MINOT, N.D. (AP) - A Minot health care provider says claims by a nursing home that it’s responsible for dozens of residents contracting hepatitis C last year are untrue.
A lawsuit was filed last week by the Ohio-based owner of ManorCare Health Services that alleges Trinity Health, which handles some services for ManorCare, is at fault for the disease outbreak discovered last year in Minot.
Forty-six people were infected with the virus that can cause serious liver damage and even death. All but one of them had spent time at the ManorCare Health Services nursing home.
Trinity said in a statement Tuesday that the complaint against it “contains untrue allegations,” and that the company has “demonstrated safe and effective infection prevention.”

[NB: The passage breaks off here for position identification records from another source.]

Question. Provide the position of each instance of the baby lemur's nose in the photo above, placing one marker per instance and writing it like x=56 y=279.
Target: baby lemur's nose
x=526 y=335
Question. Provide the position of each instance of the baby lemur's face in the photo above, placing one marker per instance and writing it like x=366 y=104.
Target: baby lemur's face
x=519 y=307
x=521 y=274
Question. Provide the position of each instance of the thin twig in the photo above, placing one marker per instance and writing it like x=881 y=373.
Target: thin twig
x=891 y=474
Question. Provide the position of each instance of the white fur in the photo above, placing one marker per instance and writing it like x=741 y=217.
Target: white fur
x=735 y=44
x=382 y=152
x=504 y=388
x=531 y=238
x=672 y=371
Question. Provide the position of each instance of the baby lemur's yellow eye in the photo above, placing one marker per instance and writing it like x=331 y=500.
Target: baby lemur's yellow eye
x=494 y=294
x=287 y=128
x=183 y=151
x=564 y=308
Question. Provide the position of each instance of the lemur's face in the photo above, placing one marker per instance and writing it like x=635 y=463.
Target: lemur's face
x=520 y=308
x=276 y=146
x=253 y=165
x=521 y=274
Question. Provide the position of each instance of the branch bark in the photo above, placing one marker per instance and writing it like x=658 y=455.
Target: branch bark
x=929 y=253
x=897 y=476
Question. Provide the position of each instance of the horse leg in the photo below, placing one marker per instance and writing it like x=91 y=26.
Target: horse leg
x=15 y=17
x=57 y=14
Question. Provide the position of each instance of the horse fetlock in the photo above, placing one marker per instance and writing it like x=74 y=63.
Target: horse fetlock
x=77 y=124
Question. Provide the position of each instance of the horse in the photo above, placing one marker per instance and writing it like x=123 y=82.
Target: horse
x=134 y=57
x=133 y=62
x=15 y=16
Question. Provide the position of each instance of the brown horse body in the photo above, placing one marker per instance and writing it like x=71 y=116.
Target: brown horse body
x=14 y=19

“Unfortunately, at the initial stage of a lawsuit, a plaintiff such as ManorCare has license to make allegations without grounding such allegations in known facts, or even the known science about the transmission of Hepatitis C,” the statements said.
ManorCare’s lawsuit, which the owner of the nursing home filed in federal court last week, alleges that one Trinity Health employee is responsible for the spread of the disease that was first reported in August 2013, according to KXMC-TV in Minot. It says Trinity should have been aware of “serious longstanding problems” with the employee’s phlebotomy, or blood service, practices.
On April 2, two nursing home residents filed a lawsuit against ManorCare, claiming it was at fault for the outbreak.
Hepatitis C, caused by a virus that results in an infection of the liver, is primarily transmitted by blood-to-blood contact. Some people who get it recover, but most carry the virus in their blood for the course of their lifetime and can develop chronic infection.
Trinity said it will also legally respond to ManorCare’s allegations.